Tra i ritrovamenti di maggiore interesse vi sono i resti di sette infanti, in stretta connessione con la Struttura Circolare, enigmatica struttura architettonica in pietra che già in passato aveva suscitato ipotesi sulla sua funzione cultuale. Le ossa non sono collocate in tombe vere e proprie, ma si accompagnano a frammenti ceramici, cenere e resti animali. Pur mancando nelle fonti ittite indicazioni precise sui rituali per i bambini deceduti, le scoperte di Uşaklı rafforzano l’idea di un’area destinata alla loro deposizione, analoga ai tofet fenici e punici.
Particolarmente significativo è il rinvenimento di un dente infantile, che potrà fornire una datazione assoluta e, grazie al buon stato di conservazione e alla chiara collocazione stratigrafica, dati genetici sulla popolazione ittita del sito, attraverso analisi del DNA in corso presso il laboratorio Human_G dell’Università Hacettepe di Ankara.
Il contesto di questi ritrovamenti è l’Area F, dove sono emersi nuovi muri attribuibili a una fase tarda dell’occupazione ittita. Le murature rispettano la presenza della Struttura Circolare, suggerendone un uso continuato e un riconoscimento del suo valore nel tempo. Sul lato orientale, le stratificazioni dei lastricati indicano una frequentazione prolungata, forse di natura cultuale. Queste evidenze rendono più plausibile l’ipotesi che la struttura fosse centrale nello spazio sacro dell’insediamento, in relazione al culto del Dio della Tempesta, divinità principale della città ittita di Zippalanda, che diversi studiosi oggi identificano con Uşaklı Höyük.
Oltre all’Area F, la campagna 2025 ha interessato l’acropoli, dove per la prima volta è stato ricostruito un quadro delle abitazioni e degli spazi aperti compresi tra l’età del Ferro e il periodo ellenistico. Un saggio a quattro metri di profondità ha rivelato un deposito di distruzione con pietre bruciate e ceneri, databile alla media età del Ferro, che potrà offrire nuovi elementi su un’epoca ancora poco documentata nella regione.
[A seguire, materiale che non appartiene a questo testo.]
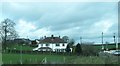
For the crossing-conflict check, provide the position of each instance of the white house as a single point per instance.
(55, 44)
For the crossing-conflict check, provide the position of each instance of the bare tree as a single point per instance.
(65, 38)
(7, 31)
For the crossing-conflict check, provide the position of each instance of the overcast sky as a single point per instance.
(79, 19)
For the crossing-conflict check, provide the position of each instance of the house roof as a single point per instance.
(45, 48)
(52, 40)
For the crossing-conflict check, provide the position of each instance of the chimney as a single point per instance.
(52, 36)
(45, 37)
(59, 36)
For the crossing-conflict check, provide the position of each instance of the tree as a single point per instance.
(71, 42)
(78, 49)
(7, 31)
(65, 38)
(68, 50)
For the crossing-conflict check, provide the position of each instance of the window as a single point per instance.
(41, 45)
(57, 44)
(47, 44)
(63, 44)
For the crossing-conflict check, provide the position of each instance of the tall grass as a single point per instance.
(64, 59)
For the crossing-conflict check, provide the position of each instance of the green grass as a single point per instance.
(18, 47)
(37, 58)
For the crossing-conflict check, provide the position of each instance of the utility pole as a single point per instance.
(114, 37)
(21, 55)
(81, 40)
(115, 41)
(102, 42)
La sequenza di pavimenti lastricati e punti fuoco, insieme al ritrovamento di un braciere in pietra, indica una continuità d’uso dell’area; l’assenza di tracce medievali, presenti invece nella città bassa, conferma l’abbandono della zona in epoca posteriore.
In Area G prosegue invece lo studio della necropoli medievale: le analisi genetiche su una famiglia sepolta stanno fornendo informazioni sul popolamento medievale dell’altopiano anatolico dopo la battaglia di Manzinkert (1071 d.C.).
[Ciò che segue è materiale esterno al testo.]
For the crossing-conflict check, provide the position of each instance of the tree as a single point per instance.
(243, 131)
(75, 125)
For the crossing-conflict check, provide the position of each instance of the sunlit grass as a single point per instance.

Accanto ai dati architettonici e antropologici, lo studio dei reperti ha permesso di approfondire le pratiche alimentari, produttive e rituali. La varietà di specie animali rinvenute, sia domestiche che selvatiche, riflette un paesaggio eterogeneo e un’economia mista di allevamento e caccia. In Area F, una fossa di epoca tarda contenente resti interi di cavalli, asini, bovini, caprovini e una lepre potrebbe essere legata a cerimonie o eventi collettivi. Le analisi sulle ceramiche proseguono con sperimentazioni di archeologia del cibo, mentre lo studio di semi, carboni e campioni di terreno flottati mira a ricostruire il contesto ambientale e le pratiche agricole.
Le ricerche sul DNA umano e animale promettono di ampliare le conoscenze biologiche delle popolazioni anatoliche antiche.
Il progetto, unica missione italiana in un insediamento ittita nel cuore della sua madrepatria, è frutto della collaborazione tra l’Università di Pisa e istituzioni turche ed europee, reso possibile dal sostegno della Direzione Generale del Patrimonio Culturale della Turchia e finanziato dal Ministero degli Affari Esteri e della Cooperazione Internazionale italiano, dalla Fondazione per l’Oriente Mediterraneo, dall’Università di Oxford e dal Progetto PRIN AlandA con fondi Next Generation EU.